The opening reference to the time, ‘Twelve o’clock.’ Commands our attention and injects the poem with a tone of certainty. That tone is continued through the mystical reference to the moon, which holds the street in a ‘lunar synthesis.’ The chaos then begins however with the imagery ‘Dissolve the floors of memory,’ as the persona sets off on his journey through a deconstruction of time and space. With ‘Every streetlamp that I pass / Beats like a fatalistic drum,’ Eliot not only reveals the journey to be home-ward bound, but also conveys the feelings the persona has towards that proposition: he despairs over it. Indeed, the symbolic imagery ‘Midnight shakes the memory / As a madman shakes a dead geranium.’ Communicates the way in which the persona is traumatised and unsettled by his experiences.

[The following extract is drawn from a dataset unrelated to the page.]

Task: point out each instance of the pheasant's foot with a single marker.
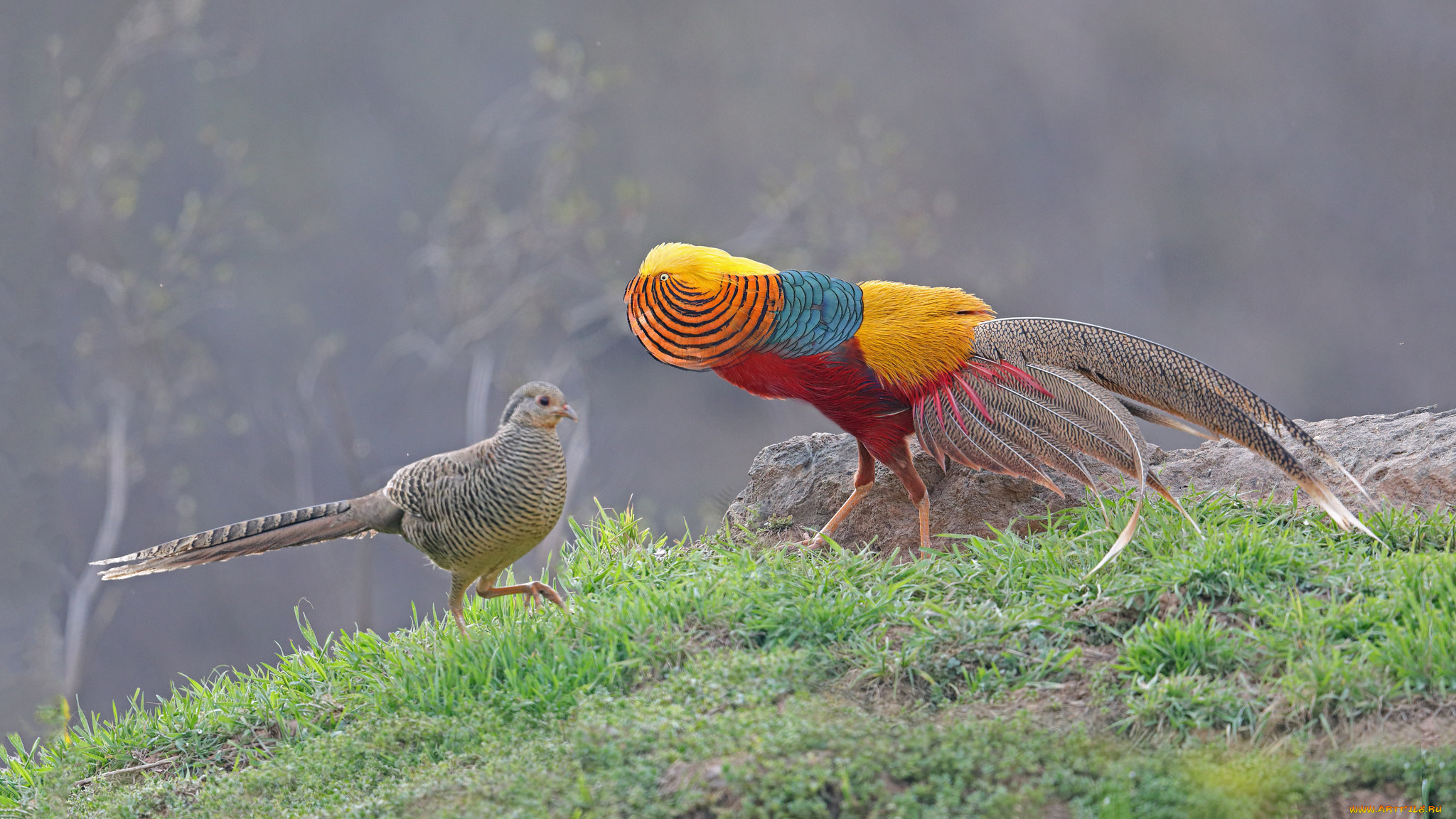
(819, 538)
(533, 591)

With the use of ‘Half-past one,’ to open the next stanza, it is important to make note of two key ideas. Firstly, Eliot is continuing his references to the time. However, as you will notice with the next references to the time, he marks the note as ‘half-past.’ The intended effect is to embody the sense of being stuck in limbo – he is neither here nor there. Building on from that, we see that although the time moves forward, there is no indication from the persona that they are actually moving forward or progressing at all. The image of the woman in this stanza represents temptation and, in turn, shame – she stands in the doorway, ‘which opens on her like a grin.’ Indeed, the world is smiling at the persona’s vulnerability. The grotesque description of her appearance, as her eye ‘Twists like a crooked pin,’ furthermore suggests how she blends in with her environment, as the persona is pitted against the hostile night.
The way in which modernity has seemingly stripped humanity of its dignity and decency is stressed through the lines ‘Remark the cat which flattens itself in the gutter, / Slips out its tongue / And devours a morsel of rancid butter.’ / So the hand of a child, automatic, / Slipped out and pocketed a toy that was running along the quay.’ Together, these lines sum up how the forces of modernity have resulted in humanity losing its innocence.

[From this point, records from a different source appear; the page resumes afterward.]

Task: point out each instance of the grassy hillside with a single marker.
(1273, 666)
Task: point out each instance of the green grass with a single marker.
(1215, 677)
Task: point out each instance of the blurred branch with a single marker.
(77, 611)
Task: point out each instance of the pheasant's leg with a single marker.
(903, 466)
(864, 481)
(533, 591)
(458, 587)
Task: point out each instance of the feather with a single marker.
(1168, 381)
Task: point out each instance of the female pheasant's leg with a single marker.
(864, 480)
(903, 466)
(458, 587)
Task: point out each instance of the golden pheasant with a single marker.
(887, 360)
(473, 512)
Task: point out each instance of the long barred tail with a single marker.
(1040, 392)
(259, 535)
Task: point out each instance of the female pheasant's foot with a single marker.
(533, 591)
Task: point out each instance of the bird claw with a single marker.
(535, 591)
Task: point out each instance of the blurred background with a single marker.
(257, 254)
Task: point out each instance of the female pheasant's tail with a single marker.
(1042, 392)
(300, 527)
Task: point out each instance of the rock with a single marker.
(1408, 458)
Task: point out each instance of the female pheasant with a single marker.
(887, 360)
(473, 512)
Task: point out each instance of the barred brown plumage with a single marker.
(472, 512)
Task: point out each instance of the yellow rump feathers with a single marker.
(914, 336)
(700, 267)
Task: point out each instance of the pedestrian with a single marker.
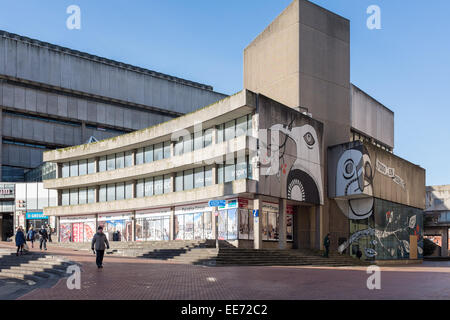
(326, 243)
(99, 242)
(31, 235)
(20, 240)
(49, 231)
(44, 237)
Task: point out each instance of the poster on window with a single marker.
(65, 232)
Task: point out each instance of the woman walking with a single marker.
(20, 240)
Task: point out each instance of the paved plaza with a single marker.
(133, 278)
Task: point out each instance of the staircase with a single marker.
(32, 267)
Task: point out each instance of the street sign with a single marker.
(217, 203)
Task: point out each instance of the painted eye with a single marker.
(349, 169)
(309, 139)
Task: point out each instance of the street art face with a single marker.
(304, 178)
(354, 181)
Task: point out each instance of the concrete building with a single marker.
(53, 97)
(298, 154)
(437, 218)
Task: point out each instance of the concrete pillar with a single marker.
(282, 207)
(257, 225)
(172, 225)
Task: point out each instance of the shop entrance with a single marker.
(6, 226)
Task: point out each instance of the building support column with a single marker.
(282, 207)
(257, 224)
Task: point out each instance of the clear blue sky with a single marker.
(405, 65)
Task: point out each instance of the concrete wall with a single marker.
(371, 118)
(40, 62)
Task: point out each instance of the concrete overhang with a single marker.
(222, 111)
(165, 200)
(215, 153)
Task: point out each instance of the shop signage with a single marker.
(35, 216)
(217, 203)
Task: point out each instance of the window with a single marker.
(148, 188)
(66, 170)
(199, 177)
(111, 162)
(230, 130)
(179, 182)
(91, 166)
(188, 180)
(148, 154)
(128, 159)
(167, 145)
(102, 164)
(167, 184)
(159, 185)
(159, 152)
(140, 156)
(120, 160)
(208, 176)
(74, 168)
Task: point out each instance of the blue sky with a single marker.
(405, 65)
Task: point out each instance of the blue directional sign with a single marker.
(217, 203)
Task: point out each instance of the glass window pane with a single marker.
(167, 149)
(102, 164)
(82, 167)
(148, 191)
(140, 189)
(159, 185)
(241, 169)
(120, 160)
(179, 182)
(230, 128)
(230, 171)
(128, 159)
(140, 156)
(187, 145)
(65, 201)
(208, 176)
(73, 197)
(208, 137)
(167, 184)
(111, 192)
(66, 170)
(91, 166)
(82, 196)
(241, 126)
(129, 190)
(91, 195)
(74, 169)
(148, 154)
(111, 162)
(188, 179)
(220, 133)
(102, 194)
(120, 191)
(220, 172)
(159, 152)
(198, 140)
(199, 178)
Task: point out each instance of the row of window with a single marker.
(159, 151)
(78, 196)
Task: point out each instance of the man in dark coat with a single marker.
(99, 243)
(326, 244)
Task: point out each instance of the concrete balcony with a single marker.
(216, 153)
(237, 187)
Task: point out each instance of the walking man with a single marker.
(44, 237)
(99, 242)
(326, 243)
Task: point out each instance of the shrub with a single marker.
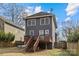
(6, 38)
(73, 36)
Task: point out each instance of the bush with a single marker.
(73, 36)
(6, 38)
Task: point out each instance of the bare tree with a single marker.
(13, 13)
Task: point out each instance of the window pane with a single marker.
(47, 21)
(28, 22)
(41, 32)
(46, 31)
(31, 32)
(42, 21)
(33, 22)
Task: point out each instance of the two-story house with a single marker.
(42, 25)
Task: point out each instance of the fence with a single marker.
(73, 48)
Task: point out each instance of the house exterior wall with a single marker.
(19, 34)
(1, 24)
(53, 31)
(39, 27)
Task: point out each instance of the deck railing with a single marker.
(27, 44)
(36, 44)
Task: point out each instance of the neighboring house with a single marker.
(41, 24)
(8, 26)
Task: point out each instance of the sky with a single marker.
(63, 11)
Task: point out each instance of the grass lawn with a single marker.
(19, 52)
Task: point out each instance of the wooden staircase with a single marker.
(32, 44)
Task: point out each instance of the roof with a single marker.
(40, 14)
(11, 23)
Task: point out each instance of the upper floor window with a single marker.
(45, 21)
(41, 32)
(31, 32)
(28, 23)
(47, 31)
(31, 22)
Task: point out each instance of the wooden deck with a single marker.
(34, 42)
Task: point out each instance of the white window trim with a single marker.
(28, 23)
(48, 21)
(47, 31)
(45, 21)
(41, 21)
(34, 23)
(31, 31)
(41, 32)
(31, 24)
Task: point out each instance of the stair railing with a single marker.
(27, 44)
(36, 44)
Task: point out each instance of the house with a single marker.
(8, 26)
(40, 31)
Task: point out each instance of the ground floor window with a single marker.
(47, 32)
(41, 32)
(31, 32)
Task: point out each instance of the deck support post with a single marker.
(46, 46)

The next stanza, which concerns itself chiefly with the moon, is metaphysical; ‘La lune ne garde aucune rancune’ is French for ‘The moon holds no grudge.’ While the opening lines construct an image of a caring, motherly figure gently intruding into human affairs, the truncated ‘The moon has lost her memory.’ Symbolises the total destruction of sources for meaning and stability. The subsequent depictions of decaying objects reflect the way in which the spiritual death of certainty brings with it the devolution of all of humanity. The stanza builds into a crescendo of unpleasant imagery, collectively demonstrating that humanity has wasted away as a result of the forces of modernity.

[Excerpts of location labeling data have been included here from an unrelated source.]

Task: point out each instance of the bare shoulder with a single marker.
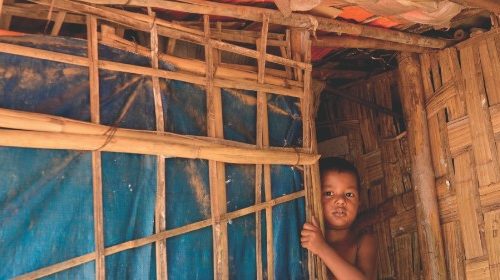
(366, 259)
(367, 240)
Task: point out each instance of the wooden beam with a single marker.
(92, 52)
(334, 92)
(216, 169)
(489, 5)
(422, 174)
(58, 23)
(364, 43)
(160, 211)
(78, 135)
(156, 237)
(294, 20)
(35, 11)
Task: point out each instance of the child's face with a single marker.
(340, 199)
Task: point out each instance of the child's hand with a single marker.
(312, 238)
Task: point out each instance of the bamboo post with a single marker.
(58, 23)
(301, 49)
(216, 169)
(160, 214)
(92, 50)
(263, 141)
(422, 174)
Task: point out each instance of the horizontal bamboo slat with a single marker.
(157, 237)
(44, 131)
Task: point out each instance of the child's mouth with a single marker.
(339, 212)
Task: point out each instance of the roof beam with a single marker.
(364, 43)
(276, 17)
(490, 5)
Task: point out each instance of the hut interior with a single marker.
(180, 139)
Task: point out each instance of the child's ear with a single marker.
(315, 222)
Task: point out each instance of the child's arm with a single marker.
(313, 240)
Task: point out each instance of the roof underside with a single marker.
(336, 57)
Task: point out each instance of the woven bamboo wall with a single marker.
(377, 145)
(462, 87)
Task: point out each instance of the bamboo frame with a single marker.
(44, 131)
(160, 211)
(157, 237)
(134, 69)
(275, 17)
(92, 52)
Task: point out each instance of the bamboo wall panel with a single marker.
(21, 129)
(462, 100)
(379, 150)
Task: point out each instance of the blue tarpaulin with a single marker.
(46, 200)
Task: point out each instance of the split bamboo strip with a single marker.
(261, 46)
(216, 169)
(42, 272)
(197, 67)
(58, 23)
(263, 141)
(294, 20)
(92, 52)
(134, 69)
(46, 123)
(483, 146)
(430, 240)
(364, 43)
(123, 144)
(142, 22)
(156, 237)
(34, 11)
(160, 211)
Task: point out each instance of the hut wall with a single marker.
(123, 162)
(462, 89)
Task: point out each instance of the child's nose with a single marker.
(340, 200)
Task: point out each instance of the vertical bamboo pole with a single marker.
(92, 52)
(422, 174)
(261, 119)
(301, 50)
(59, 20)
(216, 169)
(263, 141)
(160, 215)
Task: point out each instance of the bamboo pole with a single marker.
(489, 5)
(261, 47)
(301, 49)
(294, 20)
(429, 231)
(160, 211)
(364, 43)
(134, 69)
(46, 123)
(157, 237)
(216, 169)
(263, 141)
(165, 28)
(92, 53)
(59, 20)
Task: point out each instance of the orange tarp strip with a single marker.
(10, 33)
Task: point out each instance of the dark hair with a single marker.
(339, 165)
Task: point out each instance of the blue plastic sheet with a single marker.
(46, 208)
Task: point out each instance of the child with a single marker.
(347, 254)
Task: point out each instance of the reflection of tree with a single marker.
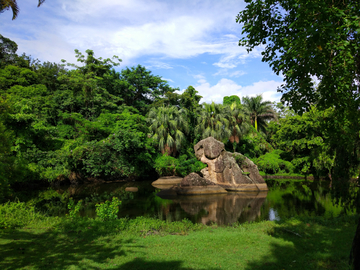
(224, 209)
(291, 199)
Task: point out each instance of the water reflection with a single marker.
(285, 199)
(223, 209)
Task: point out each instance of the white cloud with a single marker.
(226, 73)
(134, 28)
(168, 80)
(158, 65)
(226, 87)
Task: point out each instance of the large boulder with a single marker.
(232, 171)
(194, 184)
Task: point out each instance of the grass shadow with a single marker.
(310, 244)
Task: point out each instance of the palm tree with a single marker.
(238, 122)
(167, 127)
(6, 4)
(213, 121)
(259, 111)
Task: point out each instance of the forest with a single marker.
(77, 122)
(73, 123)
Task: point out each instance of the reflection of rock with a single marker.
(132, 189)
(195, 184)
(223, 167)
(166, 181)
(224, 209)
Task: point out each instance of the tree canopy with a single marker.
(306, 39)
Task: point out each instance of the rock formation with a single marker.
(232, 171)
(195, 184)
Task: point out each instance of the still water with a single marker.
(285, 198)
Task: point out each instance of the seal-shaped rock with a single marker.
(194, 184)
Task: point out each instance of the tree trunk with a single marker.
(355, 250)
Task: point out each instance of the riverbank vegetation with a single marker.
(69, 123)
(146, 243)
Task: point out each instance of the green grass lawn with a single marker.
(59, 243)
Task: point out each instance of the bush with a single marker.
(108, 210)
(271, 163)
(17, 214)
(167, 165)
(186, 166)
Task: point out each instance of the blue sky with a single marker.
(186, 42)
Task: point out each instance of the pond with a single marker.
(285, 199)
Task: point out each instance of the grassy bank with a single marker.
(63, 243)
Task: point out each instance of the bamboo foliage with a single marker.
(168, 126)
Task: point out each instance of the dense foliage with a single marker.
(306, 39)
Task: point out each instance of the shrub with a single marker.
(17, 214)
(271, 163)
(108, 210)
(167, 165)
(186, 166)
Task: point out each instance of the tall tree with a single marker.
(315, 38)
(237, 122)
(213, 121)
(140, 88)
(167, 127)
(259, 111)
(12, 4)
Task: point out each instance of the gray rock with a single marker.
(232, 171)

The narrator’s journey ends with the definite time of ‘Four o’clock.’ By which Eliot reintroduces a degree of certainty as the morning approaches. The abrupt tone furthers that sense of certainty, but also contributes to the establishment of a rising sense of dread, as we consider what could explain the drastic change in pace and tone. ‘Memory!’ is no longer some vague and obscure thing; it is a command, and the persona has the ‘key.’
‘The bed is open; the tooth-brush hangs on the wall, / Put your shoes at the door, sleep, prepare for life. / The last twist of the knife.’ Eliot’s poem ends with a devastatingly effective piece of irony, as the persona realises that as distressing as his hallucinatory experience has been, the real tragedy is that the life he returns to is just as unimaginably tortured.